When did the church stop believing itself in some way responsible to care for people outside our own doors?

Why is the church not ashamed that it took wider culture to wake us up to a tremendous need?

(It’s not that the news hasn’t been out there. For example, my church magazine has been running articles from MCC on the dire situation in Syria since 2012. And it’s not just Syria. Africans have been perishing in increasing numbers on the Mediterranean in unsuitable boats crammed with humanity. Some of these are economic migrants, not people fleeing war or political persecution, but this desperate flight from stark income inequality and lack of opportunity should also concern those who profess to believe we all have equal value in the eyes of God.) 

Why is it not a foregone conclusion that an organized group of people who believe in hope, reconciliation and service would be able to collectively offer hospitality for at least one year – financially and emotionally – to a family escaping crisis?!

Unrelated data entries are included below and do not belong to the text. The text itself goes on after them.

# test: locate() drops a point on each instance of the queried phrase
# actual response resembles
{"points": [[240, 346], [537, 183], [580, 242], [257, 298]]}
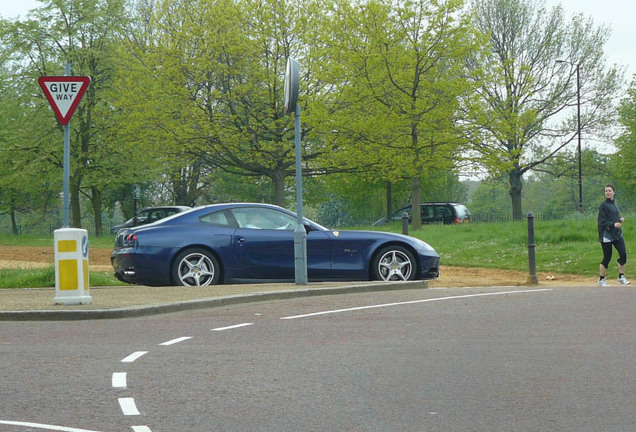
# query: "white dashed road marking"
{"points": [[232, 327], [128, 406], [412, 302], [177, 340], [119, 380], [134, 356], [43, 426]]}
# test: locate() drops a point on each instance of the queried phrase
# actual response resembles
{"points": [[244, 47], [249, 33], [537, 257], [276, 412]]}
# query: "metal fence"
{"points": [[45, 226]]}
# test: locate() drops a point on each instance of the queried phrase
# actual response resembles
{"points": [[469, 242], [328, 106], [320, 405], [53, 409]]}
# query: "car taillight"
{"points": [[130, 240]]}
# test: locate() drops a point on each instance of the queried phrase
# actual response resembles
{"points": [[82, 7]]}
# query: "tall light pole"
{"points": [[578, 127]]}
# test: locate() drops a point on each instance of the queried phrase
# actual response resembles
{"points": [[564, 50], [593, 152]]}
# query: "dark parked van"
{"points": [[434, 212]]}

And when we finally decide maybe we do have a responsibility to do something, why are we still so very stinting in our response? We’re actually reasonably willing to cough up some money; we’re certainly willing to find some cast-offs to donate to help a refugee set up a household (whew! de-cluttering and do-goodering in one fell swoop), but ourselves? Nope, not called to do that. Churn the group through the system and provide funds for one year, then sigh in relief at having discharged a responsibility. Don’t ask me to be friends, especially not over the long term. Does our perpetual invocation of “relationship” mean nothing?

It is with a tragically unrecognized irony that we whisper self-righteously about hidden terrorists and practitioners of Islam not integrating into Canada while we fail to invite them into our lives. What an opportunity we have to demonstrate our hope in the Prince of Peace and to be transformed by learning from those whose experiences and perspectives are different from ours.

Isn’t it time we shut up our indignant claims of having done enough, stop falling for – and spreading – the rhetoric of fear and entitlement, and start being the church Christ called us to be? Church, it’s time we remember that we are witnesses to hope, hospitality and wholeness, and start living like it.